Aug 3, 2011
Monsters and Critics
Phnom Penh - The government said Wednesday millions of at-risk Cambodians would be given mosquito nets later this year in a significant effort to prevent malaria.
Dr Char Meng Chuor, the director of the National Center for Malaria Control, said authorities would start distributing 2.7 million nets treated with insecticide after their expected arrival in October.
He expected the programme would take a month and cost 12 million dollars, paid for by the Global Fund.
'This is our biggest distribution (of mosquito nets) and covers all of the high-risk areas of 2.5 million people in 4,079 villages,' Char said.
The distribution is part of Phnom Penh's strategy to eliminate malaria by 2025.
The World Health Organization, which is providing technical assistance, said deaths from the mosquito-borne disease halved between 2009 and 2010 to around 135.
'And we are optimistic it will be lower this year,' said Dr Najibullah Habib, the project manager at WHO's malaria containment programme.

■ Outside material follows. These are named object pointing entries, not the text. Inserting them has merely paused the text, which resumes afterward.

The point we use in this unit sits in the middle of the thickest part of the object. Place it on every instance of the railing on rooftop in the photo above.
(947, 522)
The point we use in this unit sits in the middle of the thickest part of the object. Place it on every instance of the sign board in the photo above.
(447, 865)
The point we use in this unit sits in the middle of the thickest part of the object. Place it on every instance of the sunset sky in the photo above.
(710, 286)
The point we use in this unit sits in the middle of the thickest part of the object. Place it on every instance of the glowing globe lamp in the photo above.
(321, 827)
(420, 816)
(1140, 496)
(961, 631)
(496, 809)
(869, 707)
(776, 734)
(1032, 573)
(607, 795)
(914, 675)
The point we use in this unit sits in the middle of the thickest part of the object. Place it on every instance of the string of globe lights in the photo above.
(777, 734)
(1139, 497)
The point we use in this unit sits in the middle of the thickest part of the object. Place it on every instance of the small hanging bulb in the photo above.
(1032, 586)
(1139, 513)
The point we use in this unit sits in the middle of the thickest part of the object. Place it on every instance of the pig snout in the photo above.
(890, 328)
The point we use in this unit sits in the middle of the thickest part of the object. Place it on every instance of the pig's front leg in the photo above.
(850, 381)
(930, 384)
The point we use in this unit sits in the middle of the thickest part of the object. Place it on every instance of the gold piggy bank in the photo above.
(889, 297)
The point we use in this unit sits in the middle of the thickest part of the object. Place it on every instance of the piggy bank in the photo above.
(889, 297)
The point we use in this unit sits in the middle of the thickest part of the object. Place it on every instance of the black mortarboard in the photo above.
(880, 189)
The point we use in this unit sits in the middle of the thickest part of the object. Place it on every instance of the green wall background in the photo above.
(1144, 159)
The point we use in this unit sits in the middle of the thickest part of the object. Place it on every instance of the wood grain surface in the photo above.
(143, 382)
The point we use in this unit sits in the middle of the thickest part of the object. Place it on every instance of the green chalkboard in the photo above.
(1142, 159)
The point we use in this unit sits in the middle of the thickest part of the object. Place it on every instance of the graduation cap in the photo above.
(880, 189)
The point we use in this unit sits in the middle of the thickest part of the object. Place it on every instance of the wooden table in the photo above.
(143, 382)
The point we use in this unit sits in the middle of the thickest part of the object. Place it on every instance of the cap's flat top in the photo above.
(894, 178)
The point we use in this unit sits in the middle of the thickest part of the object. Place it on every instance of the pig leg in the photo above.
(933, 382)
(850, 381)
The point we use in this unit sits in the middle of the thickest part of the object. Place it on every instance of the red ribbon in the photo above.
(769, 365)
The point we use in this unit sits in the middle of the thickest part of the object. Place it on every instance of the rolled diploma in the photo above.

He said Cambodia had a cultural acceptance of using bed nets, and cited a 2009 distribution of several hundred thousand nets to one high-risk area which resulted in a rapid reduction in malaria cases.
In June, the Global Fund to Fight AIDS, Tuberculosis and Malaria announced it had distributed 190 million insecticide-treated bed nets worldwide since 2003. It said 70 million of those had been handed out in the previous 12 months.